SZA discovered something that made her furious: artificial intelligence companies had already trained their systems on 238 of her songs without permission or compensation.
The R&B superstar took to Instagram Stories to express her rage at musicians who support the technology, calling it “degenerate s###” and making clear that no explanation could justify what’s happening to artists’ work.
Her anger reflects a much larger battle unfolding between the music industry, AI companies, and the artists whose recordings are being used as training data without their knowledge.

The core issue centers on how companies like Suno and Udio built their AI music generators. Both platforms trained their algorithms by feeding them millions of copyrighted recordings from major record labels, learning patterns and styles from existing music to generate new compositions.
SZA’s frustration stems from discovering that her unreleased tracks were also included in these training datasets.
The companies essentially used artists’ creative work as the foundation for technology designed to replace them, all without asking permission or offering payment.
What makes this situation even more complicated is that the major labels themselves negotiated settlements with these AI companies.
Warner Music Group settled its lawsuit against Suno in November 2025, and both Universal and Warner reached agreements with Udio.
These deals allowed the AI platforms to continue operating legally, but they created a massive gap in compensation.
The American Federation of Musicians filed a lawsuit alleging that Universal and Warner licensed recordings featuring their members’ performances to Suno and Udio without compensating the actual musicians who created them.
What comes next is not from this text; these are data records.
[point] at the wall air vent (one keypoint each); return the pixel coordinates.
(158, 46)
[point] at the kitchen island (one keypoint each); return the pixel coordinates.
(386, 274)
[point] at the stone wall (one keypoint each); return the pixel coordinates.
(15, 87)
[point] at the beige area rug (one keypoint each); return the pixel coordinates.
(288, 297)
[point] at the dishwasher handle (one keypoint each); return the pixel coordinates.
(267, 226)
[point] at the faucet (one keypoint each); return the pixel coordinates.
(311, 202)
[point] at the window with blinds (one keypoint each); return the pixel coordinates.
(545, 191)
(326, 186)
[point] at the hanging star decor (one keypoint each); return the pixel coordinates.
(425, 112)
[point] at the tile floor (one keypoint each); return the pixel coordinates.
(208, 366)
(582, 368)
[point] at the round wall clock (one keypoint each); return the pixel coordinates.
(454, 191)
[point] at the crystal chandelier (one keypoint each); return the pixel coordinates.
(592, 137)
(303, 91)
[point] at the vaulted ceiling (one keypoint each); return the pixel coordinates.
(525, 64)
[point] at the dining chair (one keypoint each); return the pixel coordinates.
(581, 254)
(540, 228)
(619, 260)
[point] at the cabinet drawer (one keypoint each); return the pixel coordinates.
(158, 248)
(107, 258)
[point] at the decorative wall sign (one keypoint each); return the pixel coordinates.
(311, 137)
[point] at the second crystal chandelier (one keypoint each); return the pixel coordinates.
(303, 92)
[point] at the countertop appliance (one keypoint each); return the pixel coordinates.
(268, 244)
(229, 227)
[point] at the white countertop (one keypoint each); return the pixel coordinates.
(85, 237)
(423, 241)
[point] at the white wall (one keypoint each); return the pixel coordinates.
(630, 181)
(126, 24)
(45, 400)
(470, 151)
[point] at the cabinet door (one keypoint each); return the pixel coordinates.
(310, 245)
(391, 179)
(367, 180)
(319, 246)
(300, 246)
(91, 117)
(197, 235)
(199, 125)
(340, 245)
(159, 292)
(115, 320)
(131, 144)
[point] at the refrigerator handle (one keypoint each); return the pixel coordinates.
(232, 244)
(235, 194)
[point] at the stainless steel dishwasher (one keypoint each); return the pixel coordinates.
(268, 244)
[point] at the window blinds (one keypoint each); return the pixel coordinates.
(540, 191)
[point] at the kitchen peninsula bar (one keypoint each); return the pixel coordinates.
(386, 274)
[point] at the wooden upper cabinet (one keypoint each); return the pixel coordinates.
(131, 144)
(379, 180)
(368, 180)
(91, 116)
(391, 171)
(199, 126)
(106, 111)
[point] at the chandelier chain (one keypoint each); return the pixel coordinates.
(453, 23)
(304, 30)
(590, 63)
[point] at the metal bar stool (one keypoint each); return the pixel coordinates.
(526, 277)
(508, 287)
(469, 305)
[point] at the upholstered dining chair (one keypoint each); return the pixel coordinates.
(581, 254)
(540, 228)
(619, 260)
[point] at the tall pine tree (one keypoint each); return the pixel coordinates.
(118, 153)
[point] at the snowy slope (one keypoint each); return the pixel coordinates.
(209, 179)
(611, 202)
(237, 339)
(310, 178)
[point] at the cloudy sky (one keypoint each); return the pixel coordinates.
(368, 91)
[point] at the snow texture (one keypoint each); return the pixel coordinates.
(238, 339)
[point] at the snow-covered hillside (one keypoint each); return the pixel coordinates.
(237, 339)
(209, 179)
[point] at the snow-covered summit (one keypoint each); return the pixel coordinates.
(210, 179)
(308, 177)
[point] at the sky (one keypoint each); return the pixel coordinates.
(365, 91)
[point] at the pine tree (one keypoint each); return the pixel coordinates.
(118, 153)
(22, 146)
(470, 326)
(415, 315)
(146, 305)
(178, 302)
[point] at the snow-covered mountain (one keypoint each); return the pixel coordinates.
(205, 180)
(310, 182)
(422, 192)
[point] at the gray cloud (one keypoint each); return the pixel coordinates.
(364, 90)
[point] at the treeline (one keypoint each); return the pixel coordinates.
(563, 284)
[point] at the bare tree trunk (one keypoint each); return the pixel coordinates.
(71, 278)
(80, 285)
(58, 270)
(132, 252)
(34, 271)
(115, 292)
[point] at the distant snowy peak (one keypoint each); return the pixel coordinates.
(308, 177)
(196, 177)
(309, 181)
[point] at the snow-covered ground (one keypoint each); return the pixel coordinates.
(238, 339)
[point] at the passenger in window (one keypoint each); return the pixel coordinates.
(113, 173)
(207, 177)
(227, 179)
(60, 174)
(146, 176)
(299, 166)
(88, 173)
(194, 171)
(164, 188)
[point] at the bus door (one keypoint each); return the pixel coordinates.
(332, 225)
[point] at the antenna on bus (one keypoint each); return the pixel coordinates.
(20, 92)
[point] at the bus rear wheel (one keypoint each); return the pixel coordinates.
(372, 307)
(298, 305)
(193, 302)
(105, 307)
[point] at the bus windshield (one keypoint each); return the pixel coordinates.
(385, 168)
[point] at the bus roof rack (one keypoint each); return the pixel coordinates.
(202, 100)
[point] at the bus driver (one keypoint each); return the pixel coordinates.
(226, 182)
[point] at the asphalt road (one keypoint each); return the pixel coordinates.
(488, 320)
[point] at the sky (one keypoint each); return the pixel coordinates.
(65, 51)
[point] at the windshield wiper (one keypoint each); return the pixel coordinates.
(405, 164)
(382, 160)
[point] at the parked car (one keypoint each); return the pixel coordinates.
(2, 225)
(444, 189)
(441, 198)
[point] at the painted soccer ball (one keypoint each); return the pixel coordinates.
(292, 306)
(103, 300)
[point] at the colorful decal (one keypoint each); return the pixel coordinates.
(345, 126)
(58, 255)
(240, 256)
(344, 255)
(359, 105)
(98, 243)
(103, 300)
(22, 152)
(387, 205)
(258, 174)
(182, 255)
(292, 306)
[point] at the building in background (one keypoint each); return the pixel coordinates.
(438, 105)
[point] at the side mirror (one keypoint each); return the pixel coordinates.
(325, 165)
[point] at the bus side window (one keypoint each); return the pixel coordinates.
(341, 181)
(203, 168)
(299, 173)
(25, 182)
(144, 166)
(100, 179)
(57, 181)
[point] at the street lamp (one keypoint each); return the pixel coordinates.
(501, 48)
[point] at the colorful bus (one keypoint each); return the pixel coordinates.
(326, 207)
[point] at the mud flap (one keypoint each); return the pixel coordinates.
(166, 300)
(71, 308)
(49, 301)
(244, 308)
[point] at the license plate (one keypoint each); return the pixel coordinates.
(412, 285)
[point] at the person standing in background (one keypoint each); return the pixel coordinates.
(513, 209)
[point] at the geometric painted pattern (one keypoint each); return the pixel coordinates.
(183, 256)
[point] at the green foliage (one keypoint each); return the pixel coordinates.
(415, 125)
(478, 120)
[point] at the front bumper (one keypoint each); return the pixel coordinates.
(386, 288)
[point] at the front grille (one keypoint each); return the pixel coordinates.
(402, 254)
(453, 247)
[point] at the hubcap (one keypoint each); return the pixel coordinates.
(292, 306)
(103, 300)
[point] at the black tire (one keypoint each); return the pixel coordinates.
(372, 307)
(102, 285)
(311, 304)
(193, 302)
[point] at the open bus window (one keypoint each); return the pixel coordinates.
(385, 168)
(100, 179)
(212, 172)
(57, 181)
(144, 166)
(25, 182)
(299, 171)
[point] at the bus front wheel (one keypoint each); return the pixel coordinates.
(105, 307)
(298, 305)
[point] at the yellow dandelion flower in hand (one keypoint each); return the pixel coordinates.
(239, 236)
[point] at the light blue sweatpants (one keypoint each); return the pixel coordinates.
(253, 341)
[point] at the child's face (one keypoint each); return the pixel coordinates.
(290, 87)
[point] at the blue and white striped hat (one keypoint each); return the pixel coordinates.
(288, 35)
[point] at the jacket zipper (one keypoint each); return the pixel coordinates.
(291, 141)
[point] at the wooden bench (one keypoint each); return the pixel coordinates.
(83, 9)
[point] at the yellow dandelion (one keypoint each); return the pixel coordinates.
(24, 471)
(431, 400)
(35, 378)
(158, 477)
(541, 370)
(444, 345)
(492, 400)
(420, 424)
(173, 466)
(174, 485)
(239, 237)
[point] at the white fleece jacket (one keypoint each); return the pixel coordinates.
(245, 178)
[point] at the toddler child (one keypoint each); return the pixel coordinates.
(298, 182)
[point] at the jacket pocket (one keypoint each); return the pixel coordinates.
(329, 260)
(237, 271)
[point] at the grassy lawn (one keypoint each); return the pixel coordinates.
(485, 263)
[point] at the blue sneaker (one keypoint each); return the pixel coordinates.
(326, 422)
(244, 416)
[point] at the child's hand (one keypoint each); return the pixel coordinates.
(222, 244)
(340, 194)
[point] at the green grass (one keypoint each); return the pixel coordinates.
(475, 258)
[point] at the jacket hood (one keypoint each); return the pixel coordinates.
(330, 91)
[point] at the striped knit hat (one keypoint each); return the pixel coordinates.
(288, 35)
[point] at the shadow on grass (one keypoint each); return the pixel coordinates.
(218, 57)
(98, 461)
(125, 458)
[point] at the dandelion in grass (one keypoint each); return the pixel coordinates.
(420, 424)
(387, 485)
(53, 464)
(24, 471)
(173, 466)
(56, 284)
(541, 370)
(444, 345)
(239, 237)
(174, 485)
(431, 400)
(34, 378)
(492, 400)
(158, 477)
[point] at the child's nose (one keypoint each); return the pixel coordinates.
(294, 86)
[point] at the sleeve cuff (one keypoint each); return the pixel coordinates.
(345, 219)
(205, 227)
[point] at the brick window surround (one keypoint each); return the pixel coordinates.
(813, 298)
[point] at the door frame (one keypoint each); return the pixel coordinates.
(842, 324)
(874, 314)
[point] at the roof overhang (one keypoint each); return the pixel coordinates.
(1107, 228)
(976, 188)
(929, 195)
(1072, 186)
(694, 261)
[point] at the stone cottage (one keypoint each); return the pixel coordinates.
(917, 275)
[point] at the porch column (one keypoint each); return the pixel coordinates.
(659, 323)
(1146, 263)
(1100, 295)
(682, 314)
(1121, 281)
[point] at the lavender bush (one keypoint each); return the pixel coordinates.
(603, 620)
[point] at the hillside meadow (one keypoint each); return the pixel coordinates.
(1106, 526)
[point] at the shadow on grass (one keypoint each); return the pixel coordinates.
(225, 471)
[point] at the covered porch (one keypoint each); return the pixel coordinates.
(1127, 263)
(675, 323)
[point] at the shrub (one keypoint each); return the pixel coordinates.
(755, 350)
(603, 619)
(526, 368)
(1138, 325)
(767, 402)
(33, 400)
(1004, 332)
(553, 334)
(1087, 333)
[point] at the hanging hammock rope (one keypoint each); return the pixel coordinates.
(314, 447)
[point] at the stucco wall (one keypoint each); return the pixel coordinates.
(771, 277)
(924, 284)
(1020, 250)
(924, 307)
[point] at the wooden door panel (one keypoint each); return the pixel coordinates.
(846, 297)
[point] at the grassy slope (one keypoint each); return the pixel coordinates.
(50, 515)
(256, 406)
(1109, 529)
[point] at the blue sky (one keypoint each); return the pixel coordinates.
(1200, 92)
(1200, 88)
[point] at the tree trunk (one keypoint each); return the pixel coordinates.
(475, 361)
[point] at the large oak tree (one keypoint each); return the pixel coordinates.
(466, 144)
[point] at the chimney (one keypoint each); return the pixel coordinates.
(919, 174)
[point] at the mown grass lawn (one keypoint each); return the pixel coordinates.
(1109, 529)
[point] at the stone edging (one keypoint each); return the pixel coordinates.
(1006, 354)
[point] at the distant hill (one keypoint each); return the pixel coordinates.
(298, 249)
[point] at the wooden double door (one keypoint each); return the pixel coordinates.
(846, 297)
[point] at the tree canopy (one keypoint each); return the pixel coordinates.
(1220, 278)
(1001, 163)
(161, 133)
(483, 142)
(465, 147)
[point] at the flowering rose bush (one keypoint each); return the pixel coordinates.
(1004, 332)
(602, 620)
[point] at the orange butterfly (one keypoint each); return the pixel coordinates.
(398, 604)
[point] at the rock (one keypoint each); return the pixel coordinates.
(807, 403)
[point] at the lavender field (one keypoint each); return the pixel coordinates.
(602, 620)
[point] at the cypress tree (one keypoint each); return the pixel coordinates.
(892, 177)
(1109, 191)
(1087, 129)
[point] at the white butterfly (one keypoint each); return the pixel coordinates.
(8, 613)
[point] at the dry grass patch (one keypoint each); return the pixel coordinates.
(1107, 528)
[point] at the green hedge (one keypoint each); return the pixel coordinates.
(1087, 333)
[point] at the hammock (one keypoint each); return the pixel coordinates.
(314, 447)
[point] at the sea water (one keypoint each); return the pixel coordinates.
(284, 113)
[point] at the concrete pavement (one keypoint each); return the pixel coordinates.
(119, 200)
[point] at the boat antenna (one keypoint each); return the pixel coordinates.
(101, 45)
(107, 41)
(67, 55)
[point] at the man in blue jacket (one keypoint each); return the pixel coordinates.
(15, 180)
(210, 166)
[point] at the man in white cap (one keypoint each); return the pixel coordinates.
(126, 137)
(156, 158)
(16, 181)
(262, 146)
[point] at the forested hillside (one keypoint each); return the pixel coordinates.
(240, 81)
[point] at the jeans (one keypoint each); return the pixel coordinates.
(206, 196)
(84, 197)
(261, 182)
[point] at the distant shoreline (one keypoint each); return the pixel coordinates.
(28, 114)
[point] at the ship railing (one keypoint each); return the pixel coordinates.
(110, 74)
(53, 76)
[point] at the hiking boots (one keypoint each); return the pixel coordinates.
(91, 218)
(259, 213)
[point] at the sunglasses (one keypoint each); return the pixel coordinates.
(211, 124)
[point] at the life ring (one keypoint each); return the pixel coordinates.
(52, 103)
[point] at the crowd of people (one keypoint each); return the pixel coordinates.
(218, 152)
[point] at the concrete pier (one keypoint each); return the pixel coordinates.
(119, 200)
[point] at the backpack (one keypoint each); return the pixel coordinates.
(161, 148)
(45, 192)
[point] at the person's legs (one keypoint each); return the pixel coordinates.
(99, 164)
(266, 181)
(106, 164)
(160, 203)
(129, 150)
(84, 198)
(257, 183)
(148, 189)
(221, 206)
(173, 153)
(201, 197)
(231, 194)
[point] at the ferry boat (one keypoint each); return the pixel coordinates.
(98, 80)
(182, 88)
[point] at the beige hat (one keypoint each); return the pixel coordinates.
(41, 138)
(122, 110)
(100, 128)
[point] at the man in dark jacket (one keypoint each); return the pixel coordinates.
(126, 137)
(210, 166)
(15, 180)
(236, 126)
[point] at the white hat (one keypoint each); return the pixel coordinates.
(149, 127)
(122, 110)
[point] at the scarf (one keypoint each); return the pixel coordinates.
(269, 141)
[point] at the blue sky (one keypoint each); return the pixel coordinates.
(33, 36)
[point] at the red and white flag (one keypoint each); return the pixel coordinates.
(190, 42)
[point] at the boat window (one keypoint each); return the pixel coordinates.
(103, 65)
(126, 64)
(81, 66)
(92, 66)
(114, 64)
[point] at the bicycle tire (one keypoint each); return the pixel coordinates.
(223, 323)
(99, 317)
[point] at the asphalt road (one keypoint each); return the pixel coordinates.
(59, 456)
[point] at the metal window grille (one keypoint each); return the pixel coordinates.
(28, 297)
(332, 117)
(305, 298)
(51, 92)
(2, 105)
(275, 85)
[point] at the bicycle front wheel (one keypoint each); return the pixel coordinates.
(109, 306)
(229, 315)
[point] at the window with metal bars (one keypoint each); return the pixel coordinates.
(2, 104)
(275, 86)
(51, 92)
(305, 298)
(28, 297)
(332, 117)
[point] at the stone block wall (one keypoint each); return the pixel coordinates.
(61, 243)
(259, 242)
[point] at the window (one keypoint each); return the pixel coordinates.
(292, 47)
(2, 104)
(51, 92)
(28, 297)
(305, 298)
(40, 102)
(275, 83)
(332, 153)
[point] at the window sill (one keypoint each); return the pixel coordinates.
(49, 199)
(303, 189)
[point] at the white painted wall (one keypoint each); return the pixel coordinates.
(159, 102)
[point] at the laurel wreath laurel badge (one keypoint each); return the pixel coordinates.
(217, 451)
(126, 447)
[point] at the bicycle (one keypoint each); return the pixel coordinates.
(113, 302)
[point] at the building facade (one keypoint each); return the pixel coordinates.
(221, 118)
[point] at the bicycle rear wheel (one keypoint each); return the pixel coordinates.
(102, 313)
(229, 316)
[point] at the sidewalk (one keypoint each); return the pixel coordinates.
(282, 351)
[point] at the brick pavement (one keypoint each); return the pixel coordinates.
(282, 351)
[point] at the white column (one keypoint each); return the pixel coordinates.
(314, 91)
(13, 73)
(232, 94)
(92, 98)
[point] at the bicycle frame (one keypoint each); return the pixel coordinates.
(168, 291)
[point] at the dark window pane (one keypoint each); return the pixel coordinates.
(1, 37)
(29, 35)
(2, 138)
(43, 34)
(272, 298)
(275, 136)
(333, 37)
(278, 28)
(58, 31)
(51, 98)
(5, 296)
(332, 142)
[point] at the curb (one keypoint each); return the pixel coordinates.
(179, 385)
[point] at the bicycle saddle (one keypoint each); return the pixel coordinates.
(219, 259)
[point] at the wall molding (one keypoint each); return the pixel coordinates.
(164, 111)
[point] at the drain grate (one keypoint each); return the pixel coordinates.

The AFM’s argument is straightforward: when recordings are used in new ways, collective bargaining agreements require that artists and session musicians get paid.
The labels settled with the AI companies, but those settlements didn’t include provisions for individual artists or union members.
SZA’s 238 songs represent just one artist’s experience, but the scale of this problem is massive.
Millions of recordings from countless artists have been fed into these systems, and most of those artists have no idea their work was used this way or how to be compensated.